Mit dem Spatenstich in der Seestraße hat in Sand der Breitband-Ausbau für schnelleres Internet im gesamten Ortsbereich durch die Telekom begonnen. Von der Mainbrücke kommend liegen zum Teil bereits Leerrohre. In einigen Teilbereichen von Sand müssen noch Grabarbeiten erfolgen. Insgesamt werden im Sander Ortsbereich 17 Multifunktionsgehäuse neu erstellt und an das Glasfasernetz angeschlossen. Dabei müssen 3,6 Kilometer Graben mit Oberfläche und ca. 1,2 Kilometer Graben ohne Oberfläche erstellt werden. Insgesamt werden ca. neun Kilometer Glasfaserkabelverlegt bzw. eingezogen. Das Ende der Tiefbauarbeiten ist für Ende Juli vorgesehen.
Die Inbetriebnahme des Glasfasernetzes durch die Telekom ist für das 4. Quartal 2016 geplant. Nach dem Breitbandausbau werden den Internetnutzern über die Telekom bis zu 100 MB zur Verfügung stehen. Die Bürger werden rechtzeitig über das Amtsblatt der Gemeinde oder über die Presse informiert, ab wann die Anlage (etwa November 2016) in Betrieb ist.

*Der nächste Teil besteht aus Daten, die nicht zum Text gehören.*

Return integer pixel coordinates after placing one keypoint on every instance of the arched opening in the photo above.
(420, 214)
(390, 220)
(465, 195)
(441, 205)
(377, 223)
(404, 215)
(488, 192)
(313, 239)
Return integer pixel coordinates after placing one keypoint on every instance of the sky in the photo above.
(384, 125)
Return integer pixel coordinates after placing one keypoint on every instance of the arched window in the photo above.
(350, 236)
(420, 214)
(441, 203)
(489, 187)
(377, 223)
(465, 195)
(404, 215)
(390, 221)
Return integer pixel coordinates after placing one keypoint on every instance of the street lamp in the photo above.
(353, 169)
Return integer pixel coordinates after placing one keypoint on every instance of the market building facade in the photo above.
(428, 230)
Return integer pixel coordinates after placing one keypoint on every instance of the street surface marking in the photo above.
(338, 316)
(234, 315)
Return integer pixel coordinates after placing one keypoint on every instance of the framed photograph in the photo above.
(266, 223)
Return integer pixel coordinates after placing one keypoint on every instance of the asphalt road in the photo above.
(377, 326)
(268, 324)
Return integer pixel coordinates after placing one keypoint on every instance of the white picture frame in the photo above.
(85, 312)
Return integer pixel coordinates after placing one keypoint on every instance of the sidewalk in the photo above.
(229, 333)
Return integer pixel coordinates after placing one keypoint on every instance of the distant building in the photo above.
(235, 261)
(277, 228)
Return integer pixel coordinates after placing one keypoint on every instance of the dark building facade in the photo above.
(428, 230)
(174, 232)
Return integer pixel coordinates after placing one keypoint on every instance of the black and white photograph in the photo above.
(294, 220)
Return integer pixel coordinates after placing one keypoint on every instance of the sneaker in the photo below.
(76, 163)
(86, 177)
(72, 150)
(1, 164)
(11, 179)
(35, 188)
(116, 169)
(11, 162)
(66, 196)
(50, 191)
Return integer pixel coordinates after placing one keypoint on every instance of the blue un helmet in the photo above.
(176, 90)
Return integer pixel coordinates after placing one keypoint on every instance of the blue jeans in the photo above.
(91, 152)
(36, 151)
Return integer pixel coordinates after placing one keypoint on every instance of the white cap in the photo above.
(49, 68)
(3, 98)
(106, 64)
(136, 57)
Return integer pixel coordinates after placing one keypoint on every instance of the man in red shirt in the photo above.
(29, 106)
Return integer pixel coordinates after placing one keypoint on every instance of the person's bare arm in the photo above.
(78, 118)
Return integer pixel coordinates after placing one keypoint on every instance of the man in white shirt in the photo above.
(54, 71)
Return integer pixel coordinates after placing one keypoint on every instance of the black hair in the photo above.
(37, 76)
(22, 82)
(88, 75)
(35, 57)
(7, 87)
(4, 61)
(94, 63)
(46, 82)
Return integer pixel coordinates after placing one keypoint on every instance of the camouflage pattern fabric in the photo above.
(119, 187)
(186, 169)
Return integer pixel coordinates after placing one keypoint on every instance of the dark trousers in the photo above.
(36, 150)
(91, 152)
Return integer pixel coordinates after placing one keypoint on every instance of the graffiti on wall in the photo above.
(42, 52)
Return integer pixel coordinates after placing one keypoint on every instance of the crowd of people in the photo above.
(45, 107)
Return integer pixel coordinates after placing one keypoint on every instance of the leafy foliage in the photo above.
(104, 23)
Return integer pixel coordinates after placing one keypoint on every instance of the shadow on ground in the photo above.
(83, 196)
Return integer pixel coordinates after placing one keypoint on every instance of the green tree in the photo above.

Den Spatenstich für den Breitbandausbau in Sand nahmen in der Seestraße (von links) vor: Edgar und Holger Eichhorn von der bauausführenden Firma Eichhorn (Oberaurach), Gustl Schneider, Geschäftsführer der Planungsfirma Schneider Networkservice GmbH (SNG), Klaus Markert, Vertriebs-Leiter der Telekom sowie SNG-Projektleiter Roland Mahr und Bürgermeister Bernhard Ruß.

Altpapiersammlung

Eine bedeutende Änderung hat sich seit 2010 im Landkreis bei der Altpapierabholung ergeben. Der gewohnte Abholtag entfällt, die Papierabholung erfolgt künftig nicht mehr monatsbezogen, sondern im Vier-Wochen-Rhythmus.
Im Juli findet die Altpapiersammlung am Mittwoch, den 27. Juli statt.

BayernTourNatur 2016

Die BayernTourNatur ist eine Aktion des Bayerischen Umweltministeriums. Jedes Jahr lädt das Ministerium viele hundert Naturführer aus Vereinen, Verbänden, Bildungseinrichtungen, Behörden und Kommunen dazu ein, den Menschen die heimische Naturvielfalt näher zu bringen. Die BayernTourNatur soll uns Vielfalt, Eigenart und Faszination der Natur auf unterhaltsame, informative, spielerische und manchmal auch künstlerische oder sportliche Weise näher bringen. Zuletzt lockte die Umweltbildungsaktion rund 80.000 Menschen nach draußen.
Dieses Jahr findet die BayernTourNatur zum 16. Mal statt. Mit über 7.500 Terminen in ganz Bayern ist das Angebot an naturkundlichen Wanderungen, Rad-, Reit- und Bootstouren umfangreicher als jemals zuvor.
Weitergehende Informationen zur BayernTourNatur finden Sie im Internet unter www.bayerntournatur.de.

Sander Ansichtskarte


Die Ansichtskarte von Sand a. Main ist zum Preis von 0,60 € in der Gemeindeverwaltung, OG, Zimmer-Nr. 12, bei Frau Michl oder Frau Deschner, erhältlich.

Außerhalb unserer Öffnungszeiten können Sie die Sander Ansichtskarten auch bei der Bäckerei Hörlin, beim "Lädla" Otto Krines und bei Blumen Zösch erwerben.